= Consumer Rights Directive 2011 =

Consumer protection measure in EU law

The Consumer Rights Directive 2011/83/EU is a consumer protection measure in EU law. It was due to be implemented by 13 December 2013.

==Scope==
The Directive applies to most contracts between traders and consumers and applied to all contracts concluded after 13 June 2014. Exceptions include financial services, gambling, healthcare by regulated professionals, package travel, property transactions, social services, timeshare and most aspects of passenger transport.

==Content==
The Consumer Rights Directive contains provisions on:
- Information to be given before a consumer buys goods or services on the trader’s premises
- Information to be given before a consumer buys goods or services away from the trader's premises (e.g. at home or at a fair), or at a distance (internet, telesales)
- Cancellation rights and responsibilities where the consumer buys goods or services away from the trader's premises or at a distance
- Delivery times for goods – clarifying what deadlines for delivery should be and where responsibilities lie if there is a problem
- Post-contract customer helplines, where existing customers must be charged no more than the basic rate for phone calls
- Additional payments (on top of the main price of a purchase) which would need to have active or express consent of the consumer.
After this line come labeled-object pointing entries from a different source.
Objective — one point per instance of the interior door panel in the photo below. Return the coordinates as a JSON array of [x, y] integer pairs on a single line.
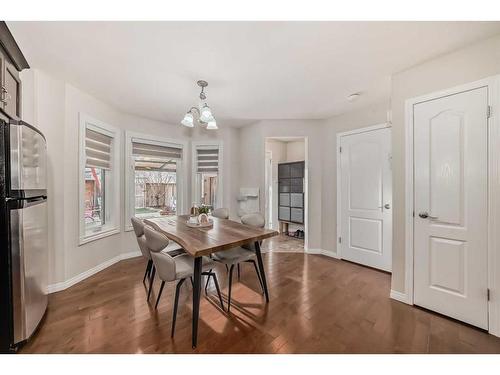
[[366, 198], [451, 191]]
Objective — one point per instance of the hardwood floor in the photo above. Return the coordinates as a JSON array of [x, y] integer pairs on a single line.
[[318, 305], [284, 244]]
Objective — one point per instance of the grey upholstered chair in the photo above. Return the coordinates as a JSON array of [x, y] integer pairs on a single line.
[[244, 253], [221, 213], [173, 249], [174, 268]]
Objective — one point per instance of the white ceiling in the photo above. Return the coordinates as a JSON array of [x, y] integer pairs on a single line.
[[255, 70]]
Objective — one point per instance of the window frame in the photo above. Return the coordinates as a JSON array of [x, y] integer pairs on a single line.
[[181, 179], [220, 175], [111, 184]]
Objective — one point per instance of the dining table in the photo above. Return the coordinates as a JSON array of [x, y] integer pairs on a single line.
[[223, 235]]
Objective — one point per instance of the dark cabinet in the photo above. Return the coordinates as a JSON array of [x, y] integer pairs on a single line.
[[12, 61], [11, 91], [291, 192]]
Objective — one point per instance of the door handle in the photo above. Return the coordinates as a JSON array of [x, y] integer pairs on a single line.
[[425, 215]]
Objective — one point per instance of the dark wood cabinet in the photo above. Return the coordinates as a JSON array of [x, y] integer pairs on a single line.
[[11, 91], [12, 62], [291, 192]]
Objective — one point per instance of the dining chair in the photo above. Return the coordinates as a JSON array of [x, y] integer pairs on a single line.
[[174, 268], [173, 249], [244, 253]]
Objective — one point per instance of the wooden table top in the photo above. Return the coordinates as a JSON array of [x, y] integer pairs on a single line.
[[224, 235]]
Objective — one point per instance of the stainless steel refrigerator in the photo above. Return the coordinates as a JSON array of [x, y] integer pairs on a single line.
[[24, 232]]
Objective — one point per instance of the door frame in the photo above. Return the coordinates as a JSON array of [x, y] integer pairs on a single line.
[[365, 129], [305, 138], [493, 247]]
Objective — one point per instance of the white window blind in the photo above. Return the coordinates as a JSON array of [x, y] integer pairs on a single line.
[[150, 157], [207, 159], [153, 151], [97, 150]]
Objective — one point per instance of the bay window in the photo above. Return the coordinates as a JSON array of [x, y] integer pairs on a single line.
[[154, 177], [207, 178]]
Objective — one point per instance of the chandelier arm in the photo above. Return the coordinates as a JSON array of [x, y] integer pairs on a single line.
[[195, 109]]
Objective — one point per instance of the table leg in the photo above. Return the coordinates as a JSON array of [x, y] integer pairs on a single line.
[[261, 269], [196, 298]]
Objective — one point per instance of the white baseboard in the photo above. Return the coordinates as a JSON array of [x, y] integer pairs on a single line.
[[322, 252], [57, 287], [401, 297]]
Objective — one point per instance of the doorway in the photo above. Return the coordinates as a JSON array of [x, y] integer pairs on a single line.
[[286, 193], [364, 196]]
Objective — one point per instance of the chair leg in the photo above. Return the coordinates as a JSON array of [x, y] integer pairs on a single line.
[[218, 289], [153, 272], [159, 294], [208, 280], [148, 270], [176, 304], [230, 285], [258, 274]]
An example is that pre-ticked boxes which the consumer must 'untick' will no longer be allowed
- Fees charged for a particular method of payment (e.g. credit card surcharges).

==Implementation==

The UK government held a consultation in 2012. The new laws overhaul a number of consumer protection measures originally enacted long before the rise of internet shopping and fit together with a number of other changes to form a new Consumer Bill of Rights replacing more than a dozen older, often overlapping and inconsistent laws.
Outdated Spanish mortgage laws have already been shown to be in breach of the new rules and must conform.